AFTER three years work is finally set to begin on the £3.5m Thornhill Park and Ride expansion – but not before the neighbours are turfed out first.

But the people of Sandhills need not worry, as council workers will spend the next couple of months relocating the area’s grass snakes to a field east of the site.

Their relocation is part of Oxfordshire County Council’s scheme to increase the number of spaces at the well-used site from 850 to 1,356.

Expansion work will be carried out to the west of the car park and is expected to begin in October and be completed by March.

The county council will carry out ecological mitigation to offset the impact of the expansion during the summer.

This involves creating a new habitat for the grass snakes, which live in the neighbouring field.

Chunks of turf from the extension site will be swapped with the topsoil in the habitat field to effectively move the snakes’ environment to a new location.

Neil Clennell, head of conservation at The Berks, Bucks and Oxon Wildlife Trust, said: “It’s the right thing to do.

“Just because it is the most common snake in Britain doesn’t make it a common animal. Grass snakes are not as common as they used to be.”

The species is protected under the Wildlife and Countryside Act 1981, which makes it an offence to kill grass snakes. The snake is a non-venomous species which is widely found in lowland areas of England and Wales.

The species’ only defences are playing dead or emitting a foul-smelling liquid.

Sue Holden, who lives in nearby Delbush Avenue, said: “I had no idea there were grass snakes in the fields, but given the close proximity of Shotover Country Park, it comes as no surprise.

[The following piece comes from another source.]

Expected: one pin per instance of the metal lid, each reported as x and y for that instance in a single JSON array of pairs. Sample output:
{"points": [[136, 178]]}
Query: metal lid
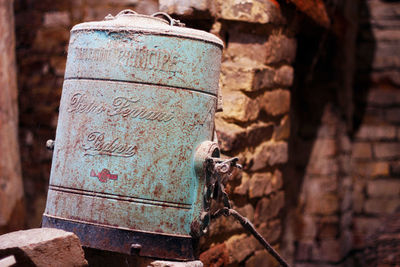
{"points": [[130, 21]]}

“We have waited this long for the expansion of Thornhill, so I guess a few more months is not going to make much difference.

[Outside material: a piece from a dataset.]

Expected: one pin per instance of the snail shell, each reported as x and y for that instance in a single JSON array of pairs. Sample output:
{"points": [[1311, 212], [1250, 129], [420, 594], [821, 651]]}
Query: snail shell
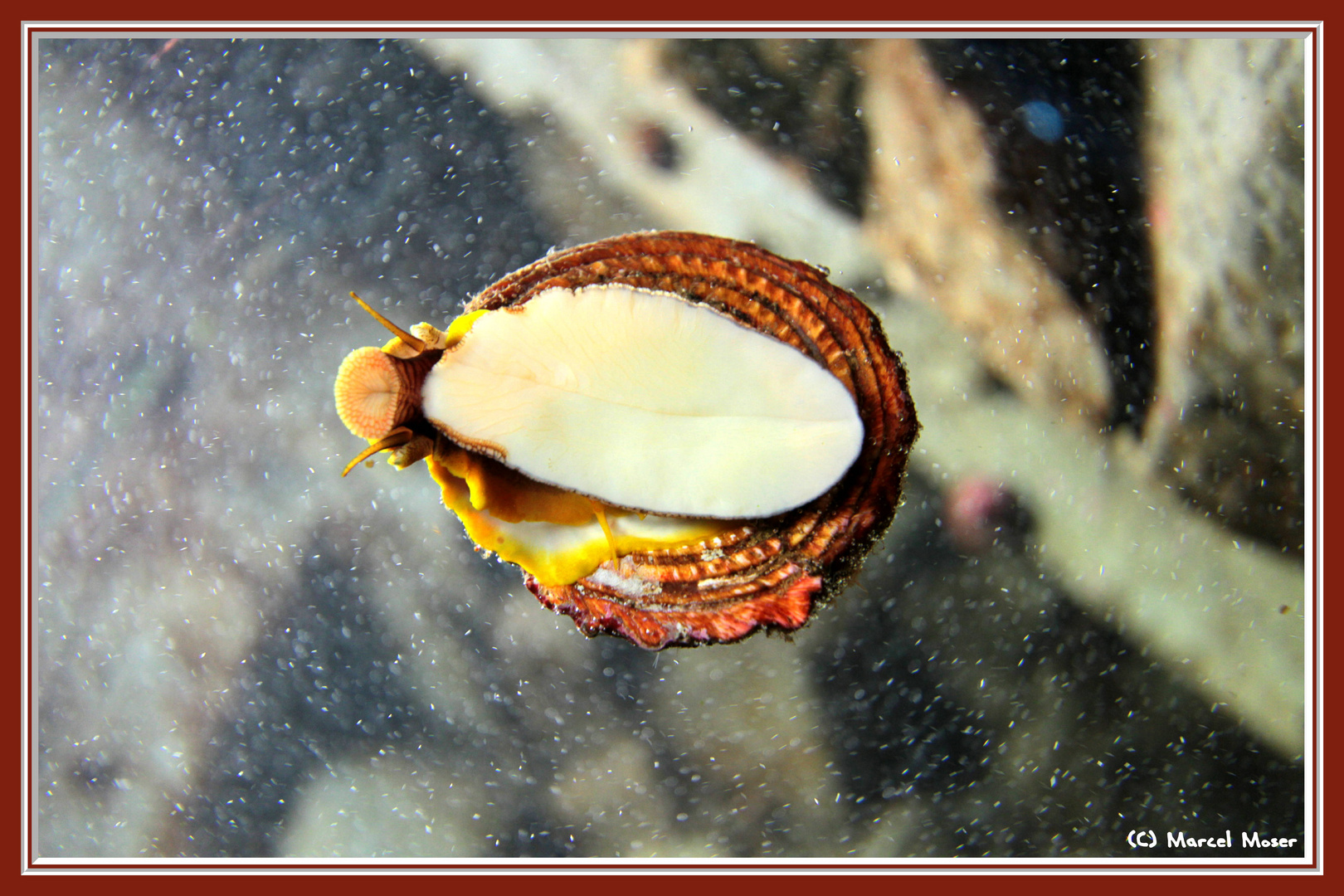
{"points": [[665, 568]]}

“The extra parking spaces are so desperately needed and it will reduce the need to park in neighbouring streets.

“Some days you go outside and it is like Piccadilly Circus because there are cars parked on both sides of the road.”

Thornhill is used not only to get into the city, but also by the Airline bus to London airports and others into the capital.

It is the third smallest of the park and ride car parks, though expansion would take it to within 30 spaces of the current largest at Redbridge.

There are five park and rides around Oxford, but Thornhill is one of only two that are free to park in.

Oxford Bus Company’s managing director Philip Kirk said: “The county council is to be commended for acknowledging the importance of the scheme in difficult financial times.”

Plans to expand the car park were first put forward in 2009 but it is finally going ahead after a Government grant last year.

The expansion will include a trial bike-hire scheme similar to the one introduced by Mayor of London Boris Johnson.


2002: Thornhill Park-and-Ride is expanded to current size.

2009:Plans are originally put forward to expand Thornhill by 540 spaces, but a possible charge for commuters to London is put forward.

June 2010: Government cutbacks threaten project, but some urge the county council to proceed for the sake of city’s finances.

Sept 2010: Then-cabinet member for growth and infrastructure Ian Hudspeth puts forward to the county council a multi-million pound package of transport improvements which includes the expansion of Thornhill.

March 2011: County Council given permission to expand, but needs to find £3m.

April 2011: It is suggested Oxford University pays for the expansion as part of its £57m Old Road campus development.

July 2011:Government grant of £5m means the expansion can go ahead and paves way for the “Boris bike” hire scheme.